Léxico: «comonia | alcomonia»
Que trapalhada
«Encontre uma gastronomia que mistura os pratos tradicionais alentejanos com os típicos do Atlântico destacando os de peixe ou marisco, o arroz, as cataplanas, as massadas e caldeiradas, os pratos de caça, as açordas, migas e os deliciosos bolo das rosas, pastéis de batata-doce e as alcomonias e rebuçados de pinhão» («Grândola, naturalmente segura», «Fugas»/Público, 16.05.2020, p. 32).

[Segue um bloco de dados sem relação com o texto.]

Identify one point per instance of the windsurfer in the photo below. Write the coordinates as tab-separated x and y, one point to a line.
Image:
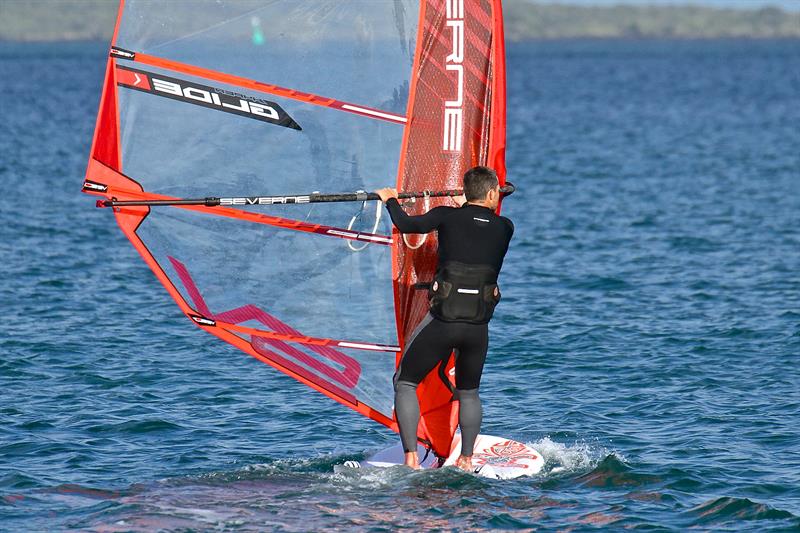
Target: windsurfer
473	240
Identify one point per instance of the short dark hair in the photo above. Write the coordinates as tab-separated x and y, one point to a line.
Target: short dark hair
478	181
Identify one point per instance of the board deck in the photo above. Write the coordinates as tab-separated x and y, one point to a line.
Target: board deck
493	457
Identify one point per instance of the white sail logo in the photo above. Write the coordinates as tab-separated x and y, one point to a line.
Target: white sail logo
208	97
454	109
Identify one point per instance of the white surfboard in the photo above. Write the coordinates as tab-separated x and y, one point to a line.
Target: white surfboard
493	457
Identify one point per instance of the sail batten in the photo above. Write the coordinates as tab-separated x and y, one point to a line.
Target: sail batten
207	98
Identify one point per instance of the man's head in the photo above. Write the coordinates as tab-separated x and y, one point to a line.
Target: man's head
481	187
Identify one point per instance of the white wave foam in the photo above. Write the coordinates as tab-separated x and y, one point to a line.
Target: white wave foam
560	458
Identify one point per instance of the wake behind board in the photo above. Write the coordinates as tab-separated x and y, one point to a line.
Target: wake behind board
493	457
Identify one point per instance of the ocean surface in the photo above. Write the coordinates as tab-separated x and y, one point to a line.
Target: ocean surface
648	343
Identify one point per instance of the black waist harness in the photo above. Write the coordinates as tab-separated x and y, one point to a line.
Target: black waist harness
464	293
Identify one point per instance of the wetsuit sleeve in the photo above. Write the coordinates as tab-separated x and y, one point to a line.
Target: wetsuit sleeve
510	226
415	224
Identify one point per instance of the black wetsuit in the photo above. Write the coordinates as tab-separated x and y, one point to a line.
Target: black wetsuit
472	235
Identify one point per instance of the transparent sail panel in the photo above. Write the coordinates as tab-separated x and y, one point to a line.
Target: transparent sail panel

O dicionário da Porto Editora não acolhe alcomonia, mas, valha a verdade, não remete, como outros fazem, erradamente, de alcamonia para alcomonia. Em alcamonia, diz que é o «doce feito de melaço e mandioca». Pois, não é o doce alentejano, mas, ao que parece (e a ortografia?), a sua versão brasílica, daí a mandioca. Seja como for, até a receita está muito incompleta: as alcomonias, uns doces achatados, em formato de losângulo, são feitas com farinha torrada, açúcar amarelo ou mel, pinhão e água. Como é que só a grafia desfigurada chegou aos modernos dicionários? Um mistério (por vezes chamado incompetência). Gonçalves Viana, nas suas Apostilas aos Dicionários Portugueses, diz-nos que esporadicamente aparece — o que também sucede com outros vocábulos — sem o artigo, comonia, e que foi usado na Memorável Relação da Perda da Nau Conceição, de João Carvalho Mascarenhas, datada de 1627. O Padre Bluteau também escreve que alcomonia «chamam no Minho um doce, que se faz de farinha e mel». Acrescenta que «diz certo crítico, que não viu em Braga esta casta de doce, como se Braga fora todo o Minho; porém, confessa que a vira em Lisboa, mas que é doce de gente baixa». Sempre houve e há-de haver críticos incompetentes e uma subespécie, os zoilos, que também por aqui surdem. (O Diabo os confunda a todos!)